Her husband Jeff looked no farther than people’s mouths to find a discouraging contrast between health care at home and around Tenwek. “One big question I had during our first month there was: ‘Why did so many adults and children not have their bottom front teeth anymore?’

He learned that the answer was tetanus, something nearly every American takes care of with a simple injection. In the Bomet region, tetanus, along with its resultant lock-jaw, is such an accepted part of life that it’s customary to knock out the lower teeth as soon as the permanent teeth grow in.

“That way if they get lock-jaw, they can still get food through their mouths. That was very mind-blowing to me. We would never see that here.”

Elizabeth works in a Tenwek ward

Elizabeth works in a Tenwek ward

Now that the Schlaudeckers have gained more experience with world travel, they work to get other medical students interested in similar field experience. For example at a recent afternoon meeting at the UC Medical Center, they addressed the Christian Medical Association.

The list of nations in which the Schlaudeckers are gaining their own medical experience keeps growing. Earlier in her medical school studies, Elizabeth worked in the Dominican Republic. The couple also has joined Jeff Heck’s Shoulder to Shoulder team in a medical outreach to Honduras. Many of their travels have been financially supported with study abroad grants from the university’s Institute for Global Studies and Affairs (IGSA).

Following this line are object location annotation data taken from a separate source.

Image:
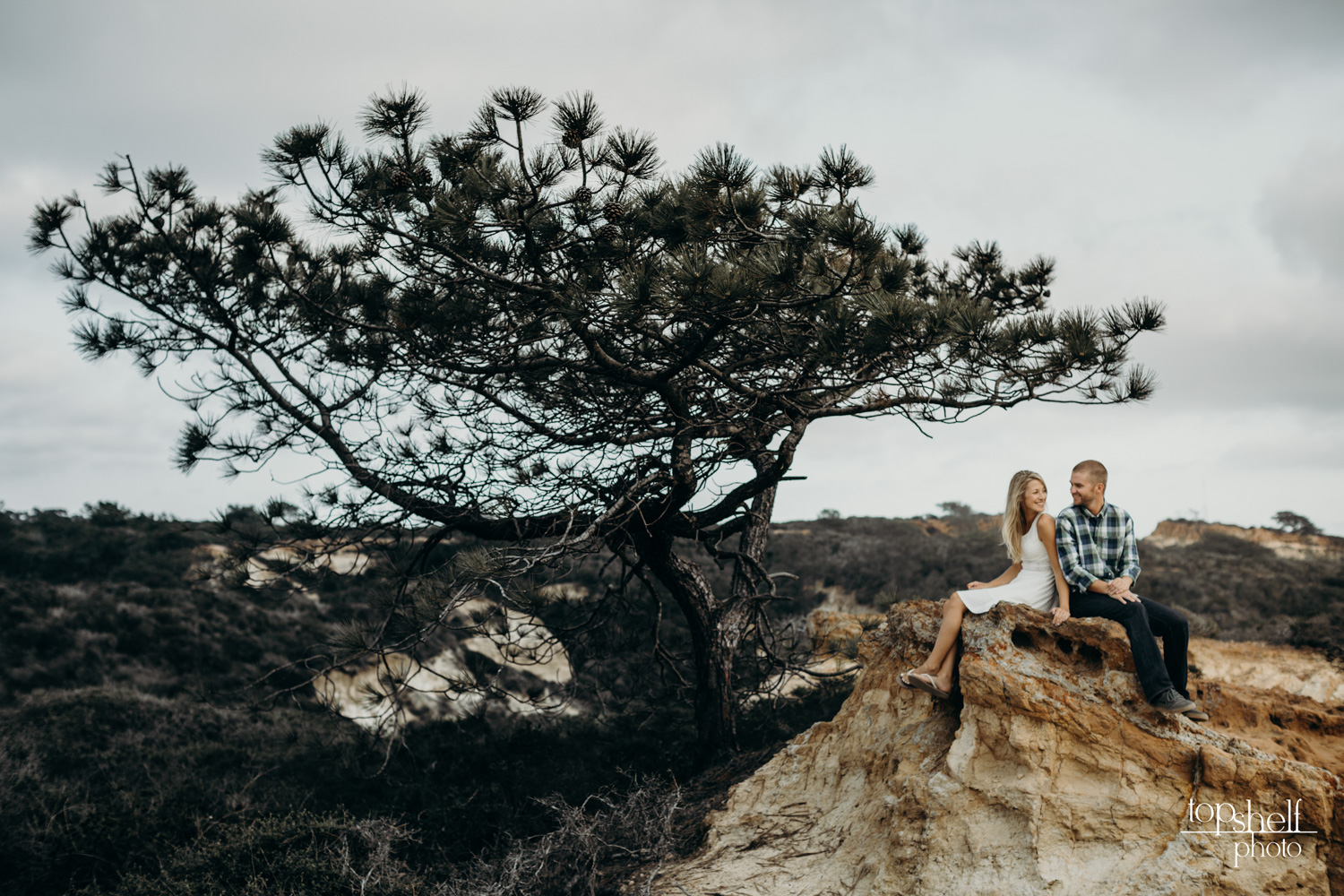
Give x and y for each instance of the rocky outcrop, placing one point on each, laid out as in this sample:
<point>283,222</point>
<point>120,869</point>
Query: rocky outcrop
<point>499,659</point>
<point>1265,667</point>
<point>1047,772</point>
<point>1285,544</point>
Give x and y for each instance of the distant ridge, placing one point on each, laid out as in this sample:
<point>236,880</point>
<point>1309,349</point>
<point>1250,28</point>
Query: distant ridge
<point>1287,544</point>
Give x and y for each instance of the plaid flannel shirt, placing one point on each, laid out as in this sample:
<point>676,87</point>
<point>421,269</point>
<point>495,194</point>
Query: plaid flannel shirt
<point>1097,546</point>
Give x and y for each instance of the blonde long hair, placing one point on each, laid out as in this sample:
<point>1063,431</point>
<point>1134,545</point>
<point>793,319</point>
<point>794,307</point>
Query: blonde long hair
<point>1013,517</point>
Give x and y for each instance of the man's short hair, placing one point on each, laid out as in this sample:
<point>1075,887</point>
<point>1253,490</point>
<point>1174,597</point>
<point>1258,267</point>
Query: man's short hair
<point>1094,470</point>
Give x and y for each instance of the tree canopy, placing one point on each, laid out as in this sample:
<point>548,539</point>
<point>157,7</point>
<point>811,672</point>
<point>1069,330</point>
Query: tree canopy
<point>526,332</point>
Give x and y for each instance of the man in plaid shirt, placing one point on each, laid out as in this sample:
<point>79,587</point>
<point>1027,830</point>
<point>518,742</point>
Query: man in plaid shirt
<point>1098,556</point>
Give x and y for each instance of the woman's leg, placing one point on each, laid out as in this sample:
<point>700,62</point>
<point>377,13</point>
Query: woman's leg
<point>943,659</point>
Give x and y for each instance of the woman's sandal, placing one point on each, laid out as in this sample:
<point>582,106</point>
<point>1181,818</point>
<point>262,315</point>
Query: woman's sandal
<point>924,681</point>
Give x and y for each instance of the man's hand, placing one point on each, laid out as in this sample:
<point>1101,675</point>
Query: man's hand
<point>1116,586</point>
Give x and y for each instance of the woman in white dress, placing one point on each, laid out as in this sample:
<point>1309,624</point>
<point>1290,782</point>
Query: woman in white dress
<point>1034,579</point>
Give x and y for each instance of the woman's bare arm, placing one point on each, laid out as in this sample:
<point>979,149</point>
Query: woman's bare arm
<point>1008,575</point>
<point>1046,530</point>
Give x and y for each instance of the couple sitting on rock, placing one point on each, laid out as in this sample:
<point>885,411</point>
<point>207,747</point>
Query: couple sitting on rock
<point>1082,564</point>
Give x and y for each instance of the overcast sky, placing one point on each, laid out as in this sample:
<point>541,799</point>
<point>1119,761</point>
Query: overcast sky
<point>1188,152</point>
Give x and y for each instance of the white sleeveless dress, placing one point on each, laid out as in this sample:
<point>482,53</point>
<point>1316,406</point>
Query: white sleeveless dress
<point>1034,586</point>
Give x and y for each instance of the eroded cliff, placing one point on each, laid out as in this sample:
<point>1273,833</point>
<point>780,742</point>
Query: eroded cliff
<point>1048,772</point>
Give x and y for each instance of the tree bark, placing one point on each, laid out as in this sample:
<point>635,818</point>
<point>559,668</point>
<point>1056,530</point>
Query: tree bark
<point>718,627</point>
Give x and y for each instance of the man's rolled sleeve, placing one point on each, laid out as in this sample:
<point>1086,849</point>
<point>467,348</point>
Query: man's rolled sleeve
<point>1066,546</point>
<point>1129,556</point>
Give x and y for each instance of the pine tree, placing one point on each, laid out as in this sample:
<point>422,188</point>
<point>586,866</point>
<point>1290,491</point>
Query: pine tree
<point>526,333</point>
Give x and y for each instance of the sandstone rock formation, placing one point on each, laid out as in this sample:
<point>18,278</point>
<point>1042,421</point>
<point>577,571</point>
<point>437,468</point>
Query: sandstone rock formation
<point>500,656</point>
<point>1047,774</point>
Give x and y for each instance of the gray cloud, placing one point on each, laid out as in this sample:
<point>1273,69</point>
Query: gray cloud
<point>1303,211</point>
<point>1128,140</point>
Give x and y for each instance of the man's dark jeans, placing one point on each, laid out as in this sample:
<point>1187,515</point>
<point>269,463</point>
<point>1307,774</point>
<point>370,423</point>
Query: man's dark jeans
<point>1144,624</point>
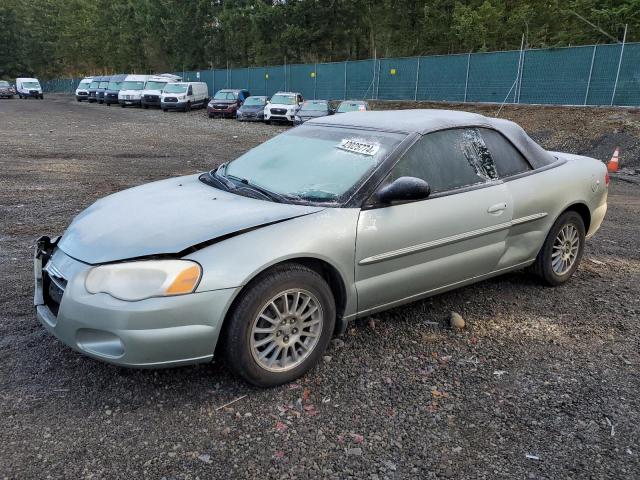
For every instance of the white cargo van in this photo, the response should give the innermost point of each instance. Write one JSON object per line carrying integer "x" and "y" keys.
{"x": 153, "y": 89}
{"x": 29, "y": 87}
{"x": 82, "y": 92}
{"x": 131, "y": 90}
{"x": 184, "y": 96}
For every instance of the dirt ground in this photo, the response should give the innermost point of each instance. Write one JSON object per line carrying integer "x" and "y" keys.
{"x": 542, "y": 383}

Most recently the husband and wife, both graduates of Northwestern University, joined Heck in another Honduran outreach program from April 14 to 26. There, they joined faculty and students from UC’s medical and nursing schools to provide health and dental care to Hondurans in a project that began 12 years ago. Three times a year, a UC-Shoulder to Shoulder  team provides health care, dental and nutrition services to an area with 20,000 people living in one of the poorest and most remote areas of Honduras.

“Traveling the world can really broaden your horizons and make your world so much larger. Usually I try not to say those kinds of stereotypical things, but it really is true,” says Elizabeth, with her husband nodding in agreement. That’s quite a statement from a couple who once found the thought of international excursions frightening.